1973, année importante dans le parcours d’Arrietta. Il fréquente les cercles proches d’un nouveau journal, Libération, notamment les Gazolines, fameuse bande transgenre (Marie France, Hélène Hazera, Maud Molyneux, Paquita Paquin…) qui agite Paris des décennies avant que le mot queer ne devienne passe-partout. Il les fait jouer dans ses deux films suivants, Les Intrigues de Sylvia Couski et Tam-Tam, deux fantaisies mixant fantasmes hollywoodiens et document live sur la scène parisienne souterraine de l’époque.
“Mai 73 était plus fort que Mai 68 !, soutient Ado en exagérant à peine. C’était une merveille, une explosion de liberté, tout le monde se déguisait, il y avait le Front homosexuel d’action révolutionnaire (le Fhar), les Gazolines… Mes amis qui étaient très tristes se sont soudain défoulés complètement (rires)… C’était la magie, la féerie. Dans Les Intrigues de Sylvia Couski, il y a une fée. Pour Tam-Tam, c’était la première fois que j’avais écrit une ébauche de scénario, des dialogues. Avec les Gazolines, on était en avance, mais on ne s’en rendait pas compte à l’époque.”

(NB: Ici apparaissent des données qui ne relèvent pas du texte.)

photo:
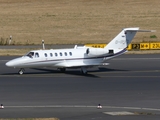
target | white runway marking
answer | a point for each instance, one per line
(85, 106)
(119, 113)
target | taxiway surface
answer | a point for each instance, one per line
(130, 84)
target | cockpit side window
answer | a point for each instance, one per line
(30, 54)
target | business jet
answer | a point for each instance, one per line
(77, 57)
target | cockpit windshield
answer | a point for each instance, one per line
(30, 54)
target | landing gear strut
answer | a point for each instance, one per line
(21, 71)
(83, 70)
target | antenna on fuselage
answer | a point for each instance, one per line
(43, 45)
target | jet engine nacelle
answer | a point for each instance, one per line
(96, 51)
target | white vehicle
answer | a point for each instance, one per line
(77, 57)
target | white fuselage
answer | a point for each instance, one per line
(61, 58)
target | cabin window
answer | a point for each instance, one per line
(36, 55)
(65, 54)
(51, 54)
(45, 54)
(70, 53)
(30, 54)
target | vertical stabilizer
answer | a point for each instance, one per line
(123, 39)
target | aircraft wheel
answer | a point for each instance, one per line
(63, 69)
(84, 70)
(21, 71)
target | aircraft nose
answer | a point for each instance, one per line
(9, 64)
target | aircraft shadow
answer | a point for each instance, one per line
(68, 72)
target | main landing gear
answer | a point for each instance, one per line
(21, 71)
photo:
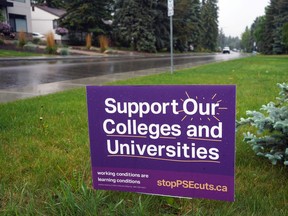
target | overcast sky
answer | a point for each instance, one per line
(235, 15)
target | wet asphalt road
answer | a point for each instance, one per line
(25, 78)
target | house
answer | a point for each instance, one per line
(17, 13)
(45, 20)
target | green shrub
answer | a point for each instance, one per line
(272, 128)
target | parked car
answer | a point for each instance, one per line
(38, 35)
(226, 50)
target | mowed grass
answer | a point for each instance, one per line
(45, 158)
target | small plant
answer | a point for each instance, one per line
(50, 44)
(104, 43)
(274, 125)
(21, 39)
(88, 41)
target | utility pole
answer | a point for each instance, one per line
(170, 4)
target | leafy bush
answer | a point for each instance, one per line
(273, 126)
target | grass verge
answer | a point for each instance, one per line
(13, 53)
(45, 161)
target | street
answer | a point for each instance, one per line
(22, 78)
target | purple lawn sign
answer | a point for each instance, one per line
(164, 140)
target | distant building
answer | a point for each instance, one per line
(17, 13)
(45, 20)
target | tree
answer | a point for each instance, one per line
(246, 42)
(51, 3)
(88, 16)
(269, 30)
(187, 24)
(209, 14)
(285, 35)
(161, 25)
(133, 24)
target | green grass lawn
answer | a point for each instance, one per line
(45, 159)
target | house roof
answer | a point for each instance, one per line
(5, 3)
(54, 11)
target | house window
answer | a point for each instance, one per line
(55, 24)
(18, 22)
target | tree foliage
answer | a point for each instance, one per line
(133, 24)
(88, 16)
(210, 24)
(52, 3)
(269, 31)
(143, 25)
(272, 123)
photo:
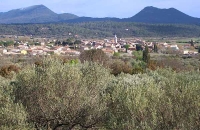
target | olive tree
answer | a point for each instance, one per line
(12, 115)
(63, 96)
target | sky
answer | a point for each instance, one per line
(104, 8)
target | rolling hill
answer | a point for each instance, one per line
(33, 14)
(42, 14)
(155, 15)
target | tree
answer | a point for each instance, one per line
(192, 43)
(155, 48)
(146, 55)
(65, 96)
(12, 115)
(126, 47)
(94, 56)
(139, 47)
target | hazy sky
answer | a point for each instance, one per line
(104, 8)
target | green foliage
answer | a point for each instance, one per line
(157, 100)
(102, 29)
(146, 55)
(6, 43)
(116, 54)
(7, 71)
(53, 94)
(139, 47)
(93, 55)
(63, 96)
(137, 55)
(155, 48)
(12, 115)
(126, 47)
(119, 66)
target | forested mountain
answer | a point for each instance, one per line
(102, 29)
(33, 14)
(155, 15)
(42, 14)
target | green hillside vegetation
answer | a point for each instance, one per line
(102, 30)
(97, 93)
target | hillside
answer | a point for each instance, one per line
(42, 14)
(33, 14)
(155, 15)
(102, 30)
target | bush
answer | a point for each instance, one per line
(63, 96)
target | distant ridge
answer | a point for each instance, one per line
(33, 14)
(155, 15)
(42, 14)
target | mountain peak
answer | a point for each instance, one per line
(33, 14)
(152, 14)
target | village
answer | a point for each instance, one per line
(109, 46)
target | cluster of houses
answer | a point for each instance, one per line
(109, 46)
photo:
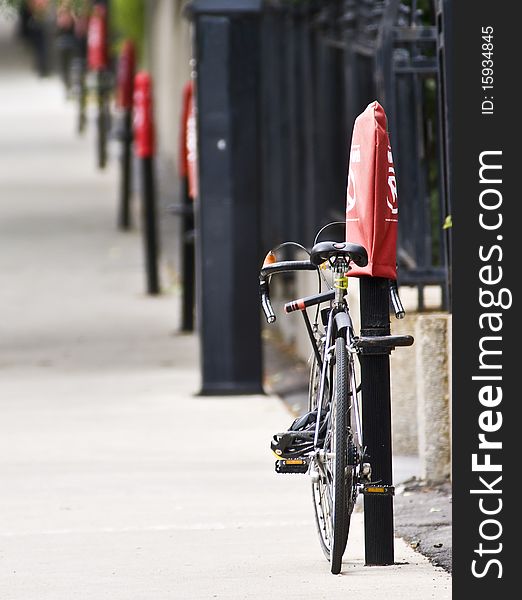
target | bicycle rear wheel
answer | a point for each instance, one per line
(332, 490)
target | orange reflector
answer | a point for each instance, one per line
(270, 259)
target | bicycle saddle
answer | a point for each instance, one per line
(322, 251)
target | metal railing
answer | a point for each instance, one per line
(321, 64)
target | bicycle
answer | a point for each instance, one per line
(327, 442)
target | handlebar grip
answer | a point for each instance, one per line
(398, 309)
(266, 305)
(267, 308)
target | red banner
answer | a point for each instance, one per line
(191, 144)
(144, 137)
(371, 195)
(125, 76)
(97, 53)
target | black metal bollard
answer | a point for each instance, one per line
(376, 416)
(124, 211)
(150, 236)
(228, 254)
(144, 147)
(124, 99)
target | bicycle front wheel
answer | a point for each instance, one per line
(332, 488)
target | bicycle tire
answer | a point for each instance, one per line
(341, 486)
(332, 494)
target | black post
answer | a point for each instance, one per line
(227, 50)
(101, 119)
(150, 237)
(376, 413)
(124, 215)
(187, 258)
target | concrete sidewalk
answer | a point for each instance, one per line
(117, 480)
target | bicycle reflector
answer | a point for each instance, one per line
(270, 259)
(299, 439)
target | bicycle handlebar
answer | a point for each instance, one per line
(398, 309)
(303, 303)
(271, 269)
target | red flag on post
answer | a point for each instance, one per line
(188, 150)
(371, 195)
(144, 137)
(125, 76)
(97, 51)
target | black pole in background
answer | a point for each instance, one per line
(227, 51)
(187, 258)
(124, 214)
(376, 417)
(101, 119)
(150, 237)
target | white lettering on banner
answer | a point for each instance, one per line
(392, 184)
(355, 153)
(350, 192)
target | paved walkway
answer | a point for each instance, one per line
(117, 480)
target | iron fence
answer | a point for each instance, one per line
(322, 63)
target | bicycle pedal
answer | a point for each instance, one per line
(372, 489)
(292, 465)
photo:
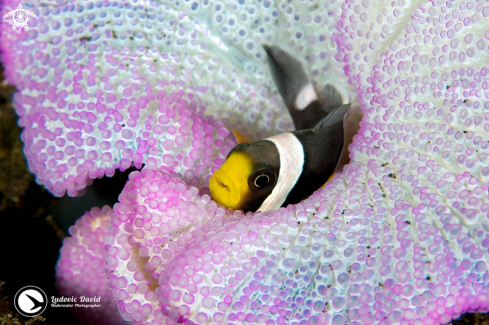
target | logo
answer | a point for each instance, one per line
(20, 16)
(30, 301)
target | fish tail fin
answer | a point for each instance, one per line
(290, 78)
(334, 117)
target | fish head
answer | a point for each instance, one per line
(247, 177)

Les films d’Arrietta sont généralement montrés à l’Olympic Entrepôt, le cinéma mythique de Frédéric Mitterrand
Singuliers, expérimentaux, élégamment fauchés, distillant un charme sorcier, de formats et durées variables, les films d’Arrietta sont généralement montrés à l’Olympic Entrepôt, le cinéma mythique de Frédéric Mitterrand dans le XIVe arrondissement de Paris. Si le cinéaste est célébré par ce qui était l’élite hipster de l’époque, il demeure hors système, inconnu du grand public.
Mais il est néanmoins mûr pour élargir un peu son rayon d’action et signe Flammes en 1978, son film le plus célèbre à ce jour. Encore un conte moderne dans lequel la princesse est une jeune fille de bonne famille et le prince charmant un… pompier ! Entre le feu et son extinction, le désir et son assouvissement, se tisse tout un jeu de métaphores érotiques et de sortilèges mystérieux.

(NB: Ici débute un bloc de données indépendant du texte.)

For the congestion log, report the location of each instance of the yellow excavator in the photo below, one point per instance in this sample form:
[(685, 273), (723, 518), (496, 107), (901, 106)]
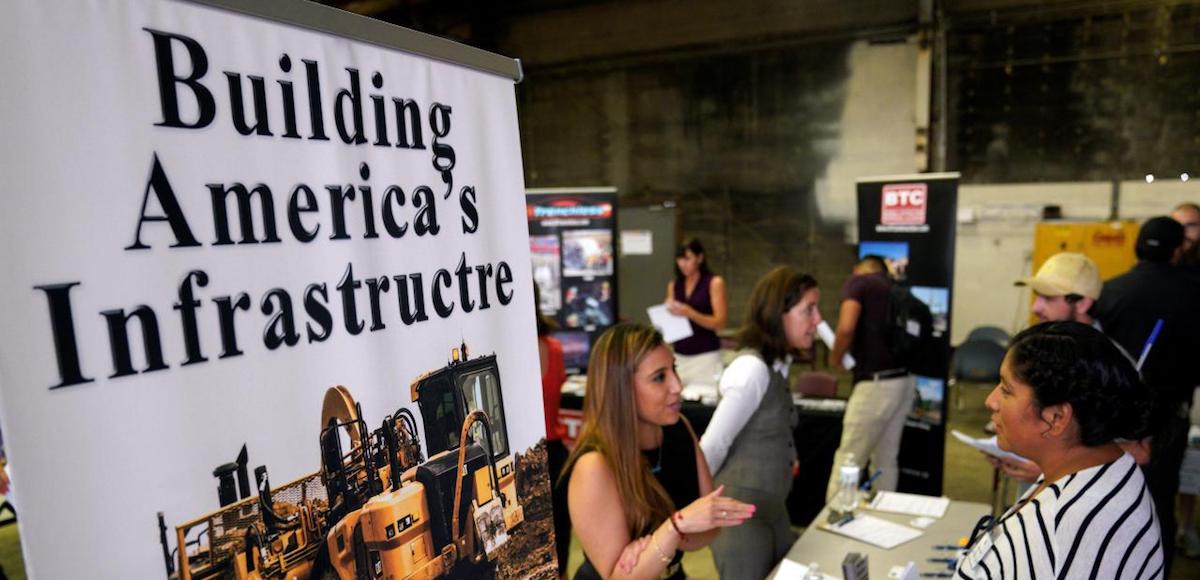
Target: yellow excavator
[(377, 509)]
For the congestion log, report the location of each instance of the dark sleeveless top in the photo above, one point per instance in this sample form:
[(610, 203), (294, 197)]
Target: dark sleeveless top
[(702, 340), (677, 474)]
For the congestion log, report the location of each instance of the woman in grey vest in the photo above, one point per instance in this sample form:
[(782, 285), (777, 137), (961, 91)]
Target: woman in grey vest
[(749, 442)]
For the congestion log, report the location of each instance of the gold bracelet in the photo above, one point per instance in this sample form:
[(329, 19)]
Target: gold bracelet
[(659, 550)]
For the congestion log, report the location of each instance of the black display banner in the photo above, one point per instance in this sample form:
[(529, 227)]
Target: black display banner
[(910, 221), (573, 235)]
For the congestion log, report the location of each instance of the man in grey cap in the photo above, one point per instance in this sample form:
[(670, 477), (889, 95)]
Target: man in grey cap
[(1065, 288), (1152, 311)]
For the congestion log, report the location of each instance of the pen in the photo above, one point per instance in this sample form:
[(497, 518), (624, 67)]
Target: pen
[(1150, 342), (871, 479)]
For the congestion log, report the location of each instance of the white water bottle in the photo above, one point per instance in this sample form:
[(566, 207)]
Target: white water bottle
[(847, 491)]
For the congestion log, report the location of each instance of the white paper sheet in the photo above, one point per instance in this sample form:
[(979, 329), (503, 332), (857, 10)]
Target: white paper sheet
[(874, 531), (987, 446), (792, 570), (636, 241), (672, 327), (910, 503), (826, 334)]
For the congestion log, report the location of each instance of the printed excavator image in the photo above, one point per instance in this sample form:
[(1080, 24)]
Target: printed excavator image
[(377, 508)]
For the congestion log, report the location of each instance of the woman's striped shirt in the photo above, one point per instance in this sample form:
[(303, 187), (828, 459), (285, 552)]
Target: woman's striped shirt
[(1098, 522)]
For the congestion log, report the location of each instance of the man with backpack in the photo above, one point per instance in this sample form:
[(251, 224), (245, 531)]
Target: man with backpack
[(883, 386)]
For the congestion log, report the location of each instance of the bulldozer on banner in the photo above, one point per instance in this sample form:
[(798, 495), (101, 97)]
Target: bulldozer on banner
[(377, 508)]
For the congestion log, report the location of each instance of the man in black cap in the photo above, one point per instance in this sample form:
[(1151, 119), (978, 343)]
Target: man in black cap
[(1153, 312)]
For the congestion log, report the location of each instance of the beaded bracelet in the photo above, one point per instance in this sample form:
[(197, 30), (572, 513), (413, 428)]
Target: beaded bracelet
[(683, 537), (659, 550)]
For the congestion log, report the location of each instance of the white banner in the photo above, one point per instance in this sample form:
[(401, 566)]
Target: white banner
[(209, 219)]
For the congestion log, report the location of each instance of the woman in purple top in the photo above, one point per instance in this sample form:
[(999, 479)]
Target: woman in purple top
[(697, 294)]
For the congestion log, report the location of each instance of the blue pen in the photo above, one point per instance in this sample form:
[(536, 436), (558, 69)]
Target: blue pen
[(1150, 342), (869, 480)]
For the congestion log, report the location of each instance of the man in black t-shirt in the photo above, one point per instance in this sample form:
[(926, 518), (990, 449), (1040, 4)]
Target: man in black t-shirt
[(1157, 293), (883, 388)]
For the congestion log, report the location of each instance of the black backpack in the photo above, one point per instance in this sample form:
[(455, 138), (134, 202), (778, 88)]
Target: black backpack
[(909, 330)]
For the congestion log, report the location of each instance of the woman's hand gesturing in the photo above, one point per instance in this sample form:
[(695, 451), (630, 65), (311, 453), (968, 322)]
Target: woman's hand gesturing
[(712, 512)]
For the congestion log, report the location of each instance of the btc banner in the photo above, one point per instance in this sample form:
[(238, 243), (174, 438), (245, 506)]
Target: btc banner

“A cette époque, on sortait beaucoup à Paris”
Arrietta y fait débuter la chanteuse Caroline Loeb bien avant son tube pop eighties C’est la ouate, l’acteur Pascal Greggory (qui n’avait fait que deux panouilles) et le chef opérateur Thierry Arbogast, future star de sa profession (collaborateur entre autres de… Luc Besson). “C’était la première fois que j’avais écrit un véritable scénario, complet, précis. A cette époque, on sortait beaucoup à Paris, on allait danser dans les boîtes, au Palace, aux Bains Douches, au Sept, c’était la dolce vita et c’est ainsi que j’ai rencontré Caroline Loeb. Pascal Greggory était un ami de mon assistant.” Flammes sera son film le mieux distribué et le plus vu.
Mais Ado a ce rapport particulier au succès qui fait de lui un spécimen rare dans son métier : “Le grand succès, je m’en fous. Mes films ont toujours plu aux critiques, aux artistes, à mes amis, et ça me convient très bien. Bien sûr, si les salles sont pleines avec mes films, j’en serai ravi, mais je ne cours pas après ça. D’ailleurs, comme spectateur, j’aime bien les salles vides, je n’aime pas quand c’est bondé (rires)…”
Après Flammes, comme si ce film l’avait trop rapproché du mainstream, Ado reprend le chemin buissonnier des courts métrages tournés en quasi-autarcie, en France et en Espagne (Grenouilles, Merlin, Narciso…), abordant l’activité de cinéaste non comme un métier mais comme un plaisir, une “vacance permanente”, pour reprendre le titre d’un de ses films. Jusqu’à Belle dormant, sa plus grosse production à ce jour.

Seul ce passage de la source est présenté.